Je lui demande si c'est le fric qui l'attire ici, il faut que ce soit le fric, j'imagine...

Eh bien, oui et non, répond-elle.

Non, parce que ce n'est pas payant, en soi. Même pas 20$ l'heure.

Oui, parce que pendant 28 jours, «tu n'as rien à payer: t'es nourrie, logée, tu dépenses pas.» Un mois, ou presque, à ne pas sortir sa carte de guichet.

«J'aurais bien aimé travailler en décoration, mais j'ai fini dans le Nord parce qu'il n'y a pas assez d'argent, en bas...»

Au Nunavut, c'était mieux, dit Sophie. Plus payant. Elle travaillait en fonction d'un horaire 21/21: 21 jours au boulot; 21 jours de congé. Six mois par année, donc. Elle est partie parce qu'on lui refusait de l'avancement. Un peu sexiste, le Grand Nord, dit-elle en essuyant des plateaux de la cafétéria...

Dans le fond de la salle à manger, Denis Lévesque officiait à LCN dans un téléviseur silencieux, pendant qu'un Cri montrait son nouveau-né à tout le monde. J'ai noté les prix, sur les menus: Club sandwich et poutine: 15,72$; Grosse poutine: 7,97$; Club sandwich: 12,18$.

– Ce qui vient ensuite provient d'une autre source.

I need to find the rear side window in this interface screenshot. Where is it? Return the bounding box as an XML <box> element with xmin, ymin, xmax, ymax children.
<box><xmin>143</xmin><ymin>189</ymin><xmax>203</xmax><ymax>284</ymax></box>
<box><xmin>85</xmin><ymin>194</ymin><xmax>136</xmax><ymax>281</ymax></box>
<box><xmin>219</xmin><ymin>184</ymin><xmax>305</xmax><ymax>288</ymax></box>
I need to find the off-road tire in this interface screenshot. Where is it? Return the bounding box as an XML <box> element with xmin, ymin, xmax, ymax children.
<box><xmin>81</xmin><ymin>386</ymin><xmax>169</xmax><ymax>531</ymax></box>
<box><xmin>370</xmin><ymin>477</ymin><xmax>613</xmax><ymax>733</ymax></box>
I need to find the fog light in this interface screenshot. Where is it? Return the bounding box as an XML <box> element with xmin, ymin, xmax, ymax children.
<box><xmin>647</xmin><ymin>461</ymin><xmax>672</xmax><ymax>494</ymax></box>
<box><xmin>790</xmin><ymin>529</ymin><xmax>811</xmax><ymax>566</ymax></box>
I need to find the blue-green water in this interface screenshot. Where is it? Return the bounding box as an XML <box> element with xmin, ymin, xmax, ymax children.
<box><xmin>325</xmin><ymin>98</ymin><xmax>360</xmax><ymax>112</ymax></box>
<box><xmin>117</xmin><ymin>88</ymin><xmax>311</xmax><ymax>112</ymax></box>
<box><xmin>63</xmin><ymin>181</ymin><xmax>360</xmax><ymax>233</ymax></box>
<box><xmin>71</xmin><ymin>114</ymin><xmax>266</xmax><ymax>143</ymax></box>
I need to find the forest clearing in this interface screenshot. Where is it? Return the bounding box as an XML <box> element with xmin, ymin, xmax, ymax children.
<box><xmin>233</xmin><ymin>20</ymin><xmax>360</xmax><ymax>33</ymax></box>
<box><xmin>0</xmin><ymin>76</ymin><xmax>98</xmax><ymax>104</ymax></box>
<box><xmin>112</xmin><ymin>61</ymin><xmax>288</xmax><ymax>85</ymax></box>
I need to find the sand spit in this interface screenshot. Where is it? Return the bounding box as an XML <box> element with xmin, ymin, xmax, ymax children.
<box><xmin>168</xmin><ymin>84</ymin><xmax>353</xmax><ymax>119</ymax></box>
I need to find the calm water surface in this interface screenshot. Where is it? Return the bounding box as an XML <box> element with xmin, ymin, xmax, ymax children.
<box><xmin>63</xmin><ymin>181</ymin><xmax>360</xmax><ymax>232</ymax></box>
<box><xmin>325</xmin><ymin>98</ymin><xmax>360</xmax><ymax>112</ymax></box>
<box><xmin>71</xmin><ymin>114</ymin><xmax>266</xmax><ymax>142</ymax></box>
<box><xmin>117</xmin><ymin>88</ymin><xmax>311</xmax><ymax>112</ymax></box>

Puis, je suis allé manger ma moulée, avec Raynald. «Pis, Sophie? Elle fait pas la baboune, comme d'autres, ici, dit-il. Son pot de tips est toujours plein...»

«L'hiver, a lancé Raynald en balayant l'horizon du bras, on peut voir des aurores boréales, la nuit. C'est impressionnant, tu les vois bouger dans le ciel...»

Deux heures et demie plus tard, nous arrivions à destination. Raynald est allé «dépinner» à l'aéroport, comme disent les routiers quand ils larguent leur remorque. Je lui ai demandé d'arrêter à la sortie de l'aéroport, pour photographier un panneau routier. Radisson: 30, Centrale LG1: 67, Nemiscau, 434.

Je suis remonté dans le camion, soudainement plus léger, qui a mis le cap vers mon hôtel. La radio-satellite poussait les premières notes de Glory Days, de Springsteen quand nous sommes entrés dans Radisson, à la tombée du jour. Il était 22h.